Manufacturing starts reached 85 million square feet in 2018 and declined 21% in 2019 to 67 million square feet. However, Branch said there aren’t a lot of large projects in the pipeline to suggest that it will get back to the 2019 level.
“Will we see manufacturing come back to the United States? I’ll say a hesitant yes. We could see high-value manufacturing come back but there are many issues to deal with, such as a shortage of skilled, high-tech manufacturing employees. These are similar workforce issues as faced in the construction industry,” said Branch. “Supply chains take a long time to recalibrate and normalize … the industry will likely hit an equilibrium in the mid to high 60 million square feet level past 2021.”
Multifamily construction had been strong but Branch expected a 13% decline in that segment in 2020. However, he said that as the economy starts to recover it will take time for renters to repair their balance sheets.
“The multifamily market will contend with strong growth on the single family side going into 2021 and we’re expecting strong growth in the single family side to erode multifamily starts in 2021,” he said.
The institutional market usually lags behind the overall business cycle. Education makes up over half of the total institutional market. Branch explained that Gen Z and the younger generation are smaller than the millennial age group, and so Dodge doesn’t expect to see the same growth rate as prior to the recession.
“Many states and local areas will suffer revenue shortfall at the same time that costs in terms of social programs increase which could undermine the market,” said Branch.
Branch explained that in the healthcare sector there had been a greater shift from traditional hospitals to outpatient facilities and urgent care clinics, which have proved inadequate in the COVID-19 situation.
“The construction has not kept up with population growth,” said Branch, who expects to see investment in the healthcare industry grow.
Branch added to be prepared for a painful second quarter, that 2021 will be better than 2020 and that 2022 will be better than 2021.
Turner Seeks Millions in Damages from TWA Hotel Owner
Turner Construction Company is suing Flight Center Hotel, owner of the former TWA terminal turned upscale hotel at JFK airport, for $22.5 million in damages. The hotel includes 78,000 square feet of unitized curtainwall manufactured by Fabbrica with triple-laminated insulating glass to reduce sound transmission.
The complaint states that the owner entered into a construction management agreement (CMA) with Turner in October 2015 in which Turner agreed to manage the TWA project. The parties agreed Turner would be paid on a cost-plus-a-fee basis rather than guaranteed maximum price, meaning that Turner did not warrant orguarantee its work product, estimates or schedules according to the CMA.
Turner alleges that the cost of the work increased due to “piecemeal design issuance” which led to constructability issues, delays and additional design changes.
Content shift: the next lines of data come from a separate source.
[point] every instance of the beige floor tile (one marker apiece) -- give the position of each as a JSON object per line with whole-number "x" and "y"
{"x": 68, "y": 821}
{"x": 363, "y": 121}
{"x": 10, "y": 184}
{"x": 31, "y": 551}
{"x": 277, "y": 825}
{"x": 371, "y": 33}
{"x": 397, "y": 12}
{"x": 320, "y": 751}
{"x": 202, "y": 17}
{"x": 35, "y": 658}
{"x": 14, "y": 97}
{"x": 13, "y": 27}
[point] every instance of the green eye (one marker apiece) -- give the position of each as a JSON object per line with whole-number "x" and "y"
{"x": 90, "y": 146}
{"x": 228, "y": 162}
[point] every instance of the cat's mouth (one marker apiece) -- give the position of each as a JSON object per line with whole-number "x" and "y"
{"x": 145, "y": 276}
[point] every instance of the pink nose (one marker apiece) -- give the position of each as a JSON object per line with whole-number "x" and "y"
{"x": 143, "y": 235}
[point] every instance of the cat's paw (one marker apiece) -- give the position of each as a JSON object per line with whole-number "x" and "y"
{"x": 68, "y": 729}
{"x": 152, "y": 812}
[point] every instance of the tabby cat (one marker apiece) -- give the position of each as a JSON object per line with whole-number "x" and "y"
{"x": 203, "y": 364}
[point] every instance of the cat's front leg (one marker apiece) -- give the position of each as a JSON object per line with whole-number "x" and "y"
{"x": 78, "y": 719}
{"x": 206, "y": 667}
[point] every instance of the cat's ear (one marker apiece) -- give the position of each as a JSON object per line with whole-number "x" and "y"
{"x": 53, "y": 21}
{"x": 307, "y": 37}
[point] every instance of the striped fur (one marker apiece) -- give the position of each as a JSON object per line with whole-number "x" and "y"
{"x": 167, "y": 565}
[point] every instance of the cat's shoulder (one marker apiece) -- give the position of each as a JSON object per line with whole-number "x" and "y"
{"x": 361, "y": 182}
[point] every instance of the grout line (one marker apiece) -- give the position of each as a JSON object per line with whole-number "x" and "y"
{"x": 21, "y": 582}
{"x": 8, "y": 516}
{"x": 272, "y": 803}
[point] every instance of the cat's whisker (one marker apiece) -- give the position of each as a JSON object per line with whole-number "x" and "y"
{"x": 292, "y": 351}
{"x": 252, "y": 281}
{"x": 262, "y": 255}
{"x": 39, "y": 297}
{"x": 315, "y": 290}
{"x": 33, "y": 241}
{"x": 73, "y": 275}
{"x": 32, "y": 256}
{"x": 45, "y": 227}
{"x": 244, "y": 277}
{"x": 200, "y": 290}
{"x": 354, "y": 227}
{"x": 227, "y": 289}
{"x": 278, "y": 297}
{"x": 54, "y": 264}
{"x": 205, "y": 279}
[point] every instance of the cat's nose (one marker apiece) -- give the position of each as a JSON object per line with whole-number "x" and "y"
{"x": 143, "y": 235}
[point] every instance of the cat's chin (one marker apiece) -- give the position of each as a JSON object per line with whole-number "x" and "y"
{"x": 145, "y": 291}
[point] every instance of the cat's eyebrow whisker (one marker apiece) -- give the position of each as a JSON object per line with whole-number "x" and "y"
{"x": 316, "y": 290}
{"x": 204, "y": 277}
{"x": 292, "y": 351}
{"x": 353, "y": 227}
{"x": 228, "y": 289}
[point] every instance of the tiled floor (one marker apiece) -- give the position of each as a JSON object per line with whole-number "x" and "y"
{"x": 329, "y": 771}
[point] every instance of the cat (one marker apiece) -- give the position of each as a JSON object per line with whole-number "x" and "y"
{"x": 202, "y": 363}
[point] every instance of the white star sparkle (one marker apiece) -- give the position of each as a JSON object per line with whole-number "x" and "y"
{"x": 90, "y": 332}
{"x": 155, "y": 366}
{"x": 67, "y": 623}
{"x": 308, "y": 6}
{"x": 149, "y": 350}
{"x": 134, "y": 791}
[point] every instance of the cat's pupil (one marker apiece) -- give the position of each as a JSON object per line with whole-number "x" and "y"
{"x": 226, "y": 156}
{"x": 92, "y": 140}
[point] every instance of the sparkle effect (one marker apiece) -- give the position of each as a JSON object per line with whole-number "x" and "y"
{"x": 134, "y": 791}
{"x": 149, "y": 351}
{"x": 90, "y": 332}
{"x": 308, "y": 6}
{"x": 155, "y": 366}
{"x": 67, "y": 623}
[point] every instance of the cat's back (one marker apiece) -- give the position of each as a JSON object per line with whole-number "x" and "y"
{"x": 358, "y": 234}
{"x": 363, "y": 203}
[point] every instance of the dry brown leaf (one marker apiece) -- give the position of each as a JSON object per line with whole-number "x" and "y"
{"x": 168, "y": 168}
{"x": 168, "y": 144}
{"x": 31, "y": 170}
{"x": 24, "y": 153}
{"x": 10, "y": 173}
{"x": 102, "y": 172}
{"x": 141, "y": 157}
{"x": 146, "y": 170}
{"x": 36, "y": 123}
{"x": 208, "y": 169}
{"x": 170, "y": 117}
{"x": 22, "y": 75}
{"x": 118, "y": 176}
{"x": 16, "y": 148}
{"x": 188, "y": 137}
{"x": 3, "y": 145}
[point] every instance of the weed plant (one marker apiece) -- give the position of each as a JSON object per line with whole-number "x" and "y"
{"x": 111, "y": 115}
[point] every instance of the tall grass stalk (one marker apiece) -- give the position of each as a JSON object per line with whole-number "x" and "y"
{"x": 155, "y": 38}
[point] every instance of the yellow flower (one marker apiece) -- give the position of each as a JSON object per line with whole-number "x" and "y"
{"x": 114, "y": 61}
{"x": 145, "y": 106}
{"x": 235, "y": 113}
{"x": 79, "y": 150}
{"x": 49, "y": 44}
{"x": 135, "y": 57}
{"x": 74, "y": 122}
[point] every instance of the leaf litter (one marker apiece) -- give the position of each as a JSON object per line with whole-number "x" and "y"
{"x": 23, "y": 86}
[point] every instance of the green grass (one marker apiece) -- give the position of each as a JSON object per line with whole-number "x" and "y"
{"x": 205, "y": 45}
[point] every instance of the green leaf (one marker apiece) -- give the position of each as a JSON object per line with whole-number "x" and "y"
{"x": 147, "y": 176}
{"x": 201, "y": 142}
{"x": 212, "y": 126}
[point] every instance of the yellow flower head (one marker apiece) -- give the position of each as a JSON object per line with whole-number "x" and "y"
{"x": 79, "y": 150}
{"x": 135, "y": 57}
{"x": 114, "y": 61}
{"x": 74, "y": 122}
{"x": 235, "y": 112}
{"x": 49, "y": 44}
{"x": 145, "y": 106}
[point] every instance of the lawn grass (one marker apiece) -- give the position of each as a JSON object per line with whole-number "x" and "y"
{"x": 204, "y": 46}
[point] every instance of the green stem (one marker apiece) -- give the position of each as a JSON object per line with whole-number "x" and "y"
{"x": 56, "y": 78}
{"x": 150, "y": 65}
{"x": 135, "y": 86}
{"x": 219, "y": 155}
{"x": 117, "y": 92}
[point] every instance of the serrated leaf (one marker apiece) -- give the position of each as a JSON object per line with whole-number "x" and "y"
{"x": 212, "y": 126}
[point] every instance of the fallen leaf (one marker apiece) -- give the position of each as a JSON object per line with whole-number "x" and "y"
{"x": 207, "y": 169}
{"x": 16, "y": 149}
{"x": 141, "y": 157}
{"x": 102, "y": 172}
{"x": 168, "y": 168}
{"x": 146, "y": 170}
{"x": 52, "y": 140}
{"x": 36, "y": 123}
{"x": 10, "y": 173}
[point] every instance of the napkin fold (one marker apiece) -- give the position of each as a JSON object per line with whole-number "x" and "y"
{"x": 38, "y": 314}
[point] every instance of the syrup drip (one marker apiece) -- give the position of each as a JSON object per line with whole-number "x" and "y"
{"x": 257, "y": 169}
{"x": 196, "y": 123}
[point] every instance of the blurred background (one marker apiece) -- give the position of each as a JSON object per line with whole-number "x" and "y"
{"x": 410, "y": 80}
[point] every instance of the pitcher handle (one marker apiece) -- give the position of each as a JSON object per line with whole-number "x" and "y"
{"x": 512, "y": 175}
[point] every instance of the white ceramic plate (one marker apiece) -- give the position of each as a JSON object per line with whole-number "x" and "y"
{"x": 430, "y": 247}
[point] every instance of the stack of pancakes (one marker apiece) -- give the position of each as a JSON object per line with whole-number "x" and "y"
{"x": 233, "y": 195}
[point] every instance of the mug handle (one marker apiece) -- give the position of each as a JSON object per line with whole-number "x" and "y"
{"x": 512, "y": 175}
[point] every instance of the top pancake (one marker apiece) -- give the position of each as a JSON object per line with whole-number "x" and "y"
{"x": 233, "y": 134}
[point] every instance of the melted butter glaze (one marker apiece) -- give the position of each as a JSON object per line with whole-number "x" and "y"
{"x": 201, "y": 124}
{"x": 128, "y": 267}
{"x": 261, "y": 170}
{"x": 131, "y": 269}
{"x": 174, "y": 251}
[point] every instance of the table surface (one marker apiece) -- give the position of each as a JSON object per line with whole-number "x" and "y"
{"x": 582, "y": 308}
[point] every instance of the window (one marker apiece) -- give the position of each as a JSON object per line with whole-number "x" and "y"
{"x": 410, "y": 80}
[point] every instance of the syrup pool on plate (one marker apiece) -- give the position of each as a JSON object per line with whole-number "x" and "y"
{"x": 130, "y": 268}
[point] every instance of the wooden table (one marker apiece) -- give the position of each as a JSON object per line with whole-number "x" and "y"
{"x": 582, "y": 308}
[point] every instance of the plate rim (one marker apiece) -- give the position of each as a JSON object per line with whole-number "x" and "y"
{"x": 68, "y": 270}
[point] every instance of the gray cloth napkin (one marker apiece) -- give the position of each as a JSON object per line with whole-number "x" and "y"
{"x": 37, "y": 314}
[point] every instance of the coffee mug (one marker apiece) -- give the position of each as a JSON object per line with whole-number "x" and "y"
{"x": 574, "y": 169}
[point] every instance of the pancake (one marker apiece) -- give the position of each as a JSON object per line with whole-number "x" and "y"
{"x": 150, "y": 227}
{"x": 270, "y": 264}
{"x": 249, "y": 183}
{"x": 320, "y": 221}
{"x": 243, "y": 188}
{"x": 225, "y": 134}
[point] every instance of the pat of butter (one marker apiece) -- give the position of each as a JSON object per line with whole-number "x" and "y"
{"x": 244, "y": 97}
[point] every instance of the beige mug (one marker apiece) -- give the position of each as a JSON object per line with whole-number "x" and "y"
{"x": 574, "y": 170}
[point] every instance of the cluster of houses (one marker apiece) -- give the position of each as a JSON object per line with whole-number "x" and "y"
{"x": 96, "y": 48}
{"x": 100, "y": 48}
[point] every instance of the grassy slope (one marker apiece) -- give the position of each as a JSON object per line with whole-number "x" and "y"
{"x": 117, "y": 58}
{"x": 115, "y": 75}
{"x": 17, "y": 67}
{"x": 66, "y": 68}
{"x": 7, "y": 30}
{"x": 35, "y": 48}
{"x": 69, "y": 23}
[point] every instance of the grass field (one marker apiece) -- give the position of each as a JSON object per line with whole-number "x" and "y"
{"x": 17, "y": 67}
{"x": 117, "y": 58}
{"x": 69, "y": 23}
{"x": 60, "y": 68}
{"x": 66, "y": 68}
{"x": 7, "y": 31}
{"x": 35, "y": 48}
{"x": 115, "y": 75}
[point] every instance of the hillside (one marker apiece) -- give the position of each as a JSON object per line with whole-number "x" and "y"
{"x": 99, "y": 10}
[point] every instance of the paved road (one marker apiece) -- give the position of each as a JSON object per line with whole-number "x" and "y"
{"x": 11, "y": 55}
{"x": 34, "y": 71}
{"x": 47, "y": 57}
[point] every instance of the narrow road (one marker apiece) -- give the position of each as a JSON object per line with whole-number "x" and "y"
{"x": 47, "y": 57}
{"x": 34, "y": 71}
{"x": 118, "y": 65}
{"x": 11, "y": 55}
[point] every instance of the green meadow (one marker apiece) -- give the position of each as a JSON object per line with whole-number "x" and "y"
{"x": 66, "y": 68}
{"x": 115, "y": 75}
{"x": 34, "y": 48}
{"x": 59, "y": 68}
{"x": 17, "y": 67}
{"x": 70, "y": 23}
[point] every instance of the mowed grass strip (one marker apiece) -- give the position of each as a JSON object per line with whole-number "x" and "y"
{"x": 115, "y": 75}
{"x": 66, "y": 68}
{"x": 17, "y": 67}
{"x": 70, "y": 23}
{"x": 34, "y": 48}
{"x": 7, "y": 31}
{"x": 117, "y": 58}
Turner also alleges that its work was impacted because many of the drawings issued by the owner’s design team were incomplete and lacked construction details.
In the lawsuit, Turner claims that in July 2018 it notified the owner that the opening date would be August 28, 2019 instead of the originally scheduled date of April 4, 2019 due to several design-caused delays. In February 2019, Turner alleges, the owner verbally directed it to complete the work so the hotel could open in May 2019.
Turner states that it and its subcontractors worked premium time, which expanded the extent of the punch list work that had to be performed. The hotel opened May 15, 2019 and Turner alleges that the efforts resulted in significant additional costs to the company.
Turner also alleges that the owner failed to make subcontractor payments in excess of $13.4 million. The company states that it sent the owner a notice of breach for non-payment on February 3, 2020. However, Turner alleges that the owner neither responded nor cured its breaches of contract.